So, ready to take up the challenge? Authoring pure IL code is a rather cumbersome task compared to authoring languages like C#. We can develop any type of application. For instance, console, Windows, and Web-based applications, but developers might feel restricted while coding without support for IntelliSense. IL coding can be done using any straight text editor such as Notepad--this is the real beauty of IL coding. We are going to write a simple “Hello World!” program on Notepad and later compile that code using ILASM.EXE utility. To do this, open Notepad, enter the code shown in Listing 2, and save it with an *.IL extension, such as "Helloworld.il".

Listing 2: First “Hello World” program coding in IL

.assembly extern mscorlib
{
  .publickeytoken = (B7 7A 5C 56 19 34 E0 89 )        
  .ver 4:0:0:0
}
.assembly cilHelloWorld
{
  .hash algorithm 0x00008004
  .ver 1:0:0:0
}
.module cilHelloWorld.exe

.imagebase           0x00400000
.file alignment      0x00000200
.stackreserve        0x00100000
.subsystem           0x0003       
.corflags            0x00020003   

// =============== CLASS MEMBERS DECLARATION ===================//

.class private auto ansi beforefieldinit cilHelloWorld.Program extends [mscorlib]System.Object
{
    .method private hidebysig static void  Main(string[] args) cil managed
    {
        .entrypoint
        .maxstack  8
        IL_0000:  nop
        IL_0001:  ldstr      "First CIL program, Hello World!"
        IL_0006:  call       void [mscorlib]System.Console::WriteLine(string)
        IL_000b:  nop
        IL_000c:  call       string [mscorlib]System.Console::ReadLine()
        IL_0011:  pop
        IL_0012:  ret
    } 
    //=================Constructor================================//
    .method public hidebysig specialname rtspecialname instance void  .ctor() cil managed
    {
        .maxstack  8
        IL_0000:  ldarg.0
        IL_0001:  call       instance void [mscorlib]System.Object::.ctor()
        IL_0006:  ret
    } // end of constructor
}

// ======================End of Class================================//

As mentioned, CIL supports .NET classes, methods, namespaces, and types using attributes and directives.
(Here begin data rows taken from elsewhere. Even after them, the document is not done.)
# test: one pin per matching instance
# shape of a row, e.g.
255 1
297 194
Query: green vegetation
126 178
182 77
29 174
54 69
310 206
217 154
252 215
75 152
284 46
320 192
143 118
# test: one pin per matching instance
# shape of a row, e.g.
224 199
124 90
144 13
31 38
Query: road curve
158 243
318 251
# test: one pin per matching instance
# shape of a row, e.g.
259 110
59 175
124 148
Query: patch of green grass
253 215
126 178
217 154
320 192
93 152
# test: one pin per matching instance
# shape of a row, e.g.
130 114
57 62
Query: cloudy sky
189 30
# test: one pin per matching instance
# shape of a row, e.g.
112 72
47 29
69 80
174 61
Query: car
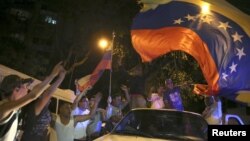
158 124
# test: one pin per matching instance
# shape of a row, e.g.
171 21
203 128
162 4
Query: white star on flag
237 37
189 17
207 19
179 21
224 25
240 53
224 76
233 67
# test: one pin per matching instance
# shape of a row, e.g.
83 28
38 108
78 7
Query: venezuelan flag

The important thing to remember about CIL directives is that they are never crafted with a dot prefix, as you might see in C#.

To build this program, open the Visual Studio command prompt to compile using ILASM.EXE, which compiles and debugs the HelloWorld.il file and produce a corresponding executable file.

HelloWorld.il Compilation Process using ILASM.EXE

E:\>ilasm /exe HelloWorld.il /output=CompileHelloWorld.exe

Microsoft (R) .NET Framework IL Assembler.  Version 4.0.30319.17929
Copyright (c) Microsoft Corporation.  All rights reserved.
Assembling 'HelloWorld.il'  to EXE --> 'CompileHelloWorld.exe'
Source file is UTF-8

Assembled method cilHelloWorld.Program::Main
Creating PE file

Emitting classes:
Class 1:        cilHelloWorld.Program

Emitting fields and methods:
Global
Class 1 Methods: 1;

Emitting events and properties:
Global
Class 1
Writing PE file
Operation completed successfully

After finishing with the IL coding or making any type of modification to the code, it is recommended that you verify each build using the PEVERIFY.EXE command line utility, which examines all labels within the specified assembly for valid CIL directives.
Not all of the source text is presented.